Fibre optics might normally only be romantic when used for flashy Valentine’s cards or while streaming You’ve Got Mail over a high-speed Internet connection, so why are you reading a Valentine’s special on Venus flower baskets and their glass fibres? It’s because of the shrimp. And I don’t mean those cheap rings with the red cocktail sauce you get from your grocer’s freezer case.

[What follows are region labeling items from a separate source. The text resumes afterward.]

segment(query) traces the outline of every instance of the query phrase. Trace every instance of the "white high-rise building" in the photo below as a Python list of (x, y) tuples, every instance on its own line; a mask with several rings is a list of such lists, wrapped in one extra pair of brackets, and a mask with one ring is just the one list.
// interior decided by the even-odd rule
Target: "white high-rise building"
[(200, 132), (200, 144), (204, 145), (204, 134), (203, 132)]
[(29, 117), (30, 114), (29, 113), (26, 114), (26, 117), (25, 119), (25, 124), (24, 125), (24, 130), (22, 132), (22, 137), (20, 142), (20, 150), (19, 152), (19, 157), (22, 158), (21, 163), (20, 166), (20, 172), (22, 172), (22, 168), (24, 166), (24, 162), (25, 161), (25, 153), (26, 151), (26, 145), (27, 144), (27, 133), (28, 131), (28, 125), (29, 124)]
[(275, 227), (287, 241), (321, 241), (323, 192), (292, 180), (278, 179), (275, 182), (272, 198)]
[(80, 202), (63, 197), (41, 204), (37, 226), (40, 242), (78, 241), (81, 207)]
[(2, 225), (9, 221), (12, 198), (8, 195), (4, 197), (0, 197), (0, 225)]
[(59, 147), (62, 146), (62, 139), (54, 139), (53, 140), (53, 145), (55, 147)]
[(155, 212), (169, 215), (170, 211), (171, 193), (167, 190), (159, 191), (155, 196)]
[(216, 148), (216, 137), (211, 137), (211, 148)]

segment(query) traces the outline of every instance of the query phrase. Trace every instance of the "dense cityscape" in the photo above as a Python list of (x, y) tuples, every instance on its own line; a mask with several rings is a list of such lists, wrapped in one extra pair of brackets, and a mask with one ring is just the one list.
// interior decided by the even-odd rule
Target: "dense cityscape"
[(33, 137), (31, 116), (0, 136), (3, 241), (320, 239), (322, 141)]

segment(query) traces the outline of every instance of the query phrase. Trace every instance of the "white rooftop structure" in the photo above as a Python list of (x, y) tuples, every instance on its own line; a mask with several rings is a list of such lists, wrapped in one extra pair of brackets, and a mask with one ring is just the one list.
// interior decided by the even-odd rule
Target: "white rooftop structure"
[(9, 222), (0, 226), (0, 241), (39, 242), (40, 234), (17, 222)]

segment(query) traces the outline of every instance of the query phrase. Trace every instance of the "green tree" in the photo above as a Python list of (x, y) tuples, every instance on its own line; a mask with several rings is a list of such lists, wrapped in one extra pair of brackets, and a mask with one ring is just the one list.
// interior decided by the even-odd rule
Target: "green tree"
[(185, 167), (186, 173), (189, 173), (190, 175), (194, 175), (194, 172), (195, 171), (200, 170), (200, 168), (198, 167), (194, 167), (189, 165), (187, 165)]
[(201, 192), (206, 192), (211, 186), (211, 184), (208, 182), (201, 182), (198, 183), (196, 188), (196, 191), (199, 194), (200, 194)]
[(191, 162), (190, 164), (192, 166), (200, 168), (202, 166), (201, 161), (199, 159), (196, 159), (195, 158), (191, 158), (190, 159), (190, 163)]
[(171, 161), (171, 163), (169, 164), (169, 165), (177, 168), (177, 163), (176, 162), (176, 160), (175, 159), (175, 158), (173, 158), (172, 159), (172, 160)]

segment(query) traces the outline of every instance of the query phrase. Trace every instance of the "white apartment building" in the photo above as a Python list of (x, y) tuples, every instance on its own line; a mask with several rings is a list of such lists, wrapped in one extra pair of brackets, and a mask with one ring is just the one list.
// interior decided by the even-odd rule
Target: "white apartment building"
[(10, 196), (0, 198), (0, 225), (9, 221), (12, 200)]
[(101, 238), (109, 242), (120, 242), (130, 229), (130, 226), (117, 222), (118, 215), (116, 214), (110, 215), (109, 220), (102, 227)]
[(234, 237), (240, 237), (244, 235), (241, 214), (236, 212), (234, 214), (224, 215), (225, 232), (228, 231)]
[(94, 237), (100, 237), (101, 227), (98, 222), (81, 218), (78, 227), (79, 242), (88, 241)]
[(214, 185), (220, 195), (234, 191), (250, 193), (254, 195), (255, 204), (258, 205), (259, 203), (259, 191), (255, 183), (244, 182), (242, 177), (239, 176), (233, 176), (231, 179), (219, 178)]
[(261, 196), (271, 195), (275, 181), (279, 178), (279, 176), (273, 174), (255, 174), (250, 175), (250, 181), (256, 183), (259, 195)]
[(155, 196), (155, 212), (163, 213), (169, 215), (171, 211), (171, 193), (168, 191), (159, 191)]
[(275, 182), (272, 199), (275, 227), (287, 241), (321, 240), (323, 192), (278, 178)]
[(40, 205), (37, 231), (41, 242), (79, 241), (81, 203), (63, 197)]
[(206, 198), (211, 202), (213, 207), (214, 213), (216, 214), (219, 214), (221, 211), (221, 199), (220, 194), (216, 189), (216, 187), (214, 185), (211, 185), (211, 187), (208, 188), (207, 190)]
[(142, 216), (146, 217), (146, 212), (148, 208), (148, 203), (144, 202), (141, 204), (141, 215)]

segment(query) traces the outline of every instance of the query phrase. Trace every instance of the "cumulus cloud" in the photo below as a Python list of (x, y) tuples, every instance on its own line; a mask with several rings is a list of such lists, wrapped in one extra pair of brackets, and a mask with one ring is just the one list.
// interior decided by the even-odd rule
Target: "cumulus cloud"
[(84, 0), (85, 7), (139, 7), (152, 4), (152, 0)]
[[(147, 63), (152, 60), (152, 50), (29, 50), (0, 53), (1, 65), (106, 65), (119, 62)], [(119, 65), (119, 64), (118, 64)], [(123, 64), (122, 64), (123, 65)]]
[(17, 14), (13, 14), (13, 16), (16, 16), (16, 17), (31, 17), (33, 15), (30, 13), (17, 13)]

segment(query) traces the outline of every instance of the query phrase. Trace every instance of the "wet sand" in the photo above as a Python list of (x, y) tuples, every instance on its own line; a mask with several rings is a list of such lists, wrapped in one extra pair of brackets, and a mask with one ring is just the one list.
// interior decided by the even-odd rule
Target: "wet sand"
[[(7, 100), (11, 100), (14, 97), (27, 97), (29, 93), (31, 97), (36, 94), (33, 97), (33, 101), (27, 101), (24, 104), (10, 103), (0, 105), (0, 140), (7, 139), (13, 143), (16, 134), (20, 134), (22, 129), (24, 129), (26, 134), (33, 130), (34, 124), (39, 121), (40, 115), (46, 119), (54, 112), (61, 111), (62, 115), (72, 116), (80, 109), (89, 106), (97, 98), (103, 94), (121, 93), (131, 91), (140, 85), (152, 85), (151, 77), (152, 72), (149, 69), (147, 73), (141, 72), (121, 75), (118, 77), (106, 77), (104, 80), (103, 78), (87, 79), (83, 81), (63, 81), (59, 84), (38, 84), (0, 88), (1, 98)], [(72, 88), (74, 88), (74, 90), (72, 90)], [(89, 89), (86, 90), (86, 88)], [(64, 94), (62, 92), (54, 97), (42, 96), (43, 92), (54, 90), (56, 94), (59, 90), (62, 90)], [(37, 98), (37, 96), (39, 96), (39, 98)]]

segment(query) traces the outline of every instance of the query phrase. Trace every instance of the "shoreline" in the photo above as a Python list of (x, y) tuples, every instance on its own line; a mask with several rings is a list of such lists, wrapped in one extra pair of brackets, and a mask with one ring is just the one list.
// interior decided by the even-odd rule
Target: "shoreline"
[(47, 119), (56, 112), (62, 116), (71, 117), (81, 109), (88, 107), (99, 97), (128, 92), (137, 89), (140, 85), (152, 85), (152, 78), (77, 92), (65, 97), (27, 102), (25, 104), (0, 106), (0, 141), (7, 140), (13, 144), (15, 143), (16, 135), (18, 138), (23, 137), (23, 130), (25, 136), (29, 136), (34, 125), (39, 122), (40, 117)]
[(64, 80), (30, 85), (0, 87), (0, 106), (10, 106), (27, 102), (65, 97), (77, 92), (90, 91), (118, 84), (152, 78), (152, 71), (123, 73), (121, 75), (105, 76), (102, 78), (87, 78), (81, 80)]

While Euplectella is busy growing up into a strapping young adult sponge, a young pair of shrimp belonging to the family Spongicolidae sometimes move into the base of Euplectella’s cone as it grows. The shrimp graze on food matter that the sponge sucks in through its flagellated water chambers, do a bit of cleaning and generally just loaf about, happily in love. Euplectella meanwhile keeps growing, and eventually a covering or cap is formed at the top of the cone, trapping the shrimp within the sponge. The happy couple proceeds to mate and release their young larvae, which are small enough to fit between the latticework of the sponge, out into the great blue depths. A mated shrimp pair thus spends their entire life within the sponge and, for this reason, Venus flower basket carcasses were traditionally given as wedding presents in Japan and the Philipines, to symbolize either eternal love, eternal imprisonment, or both!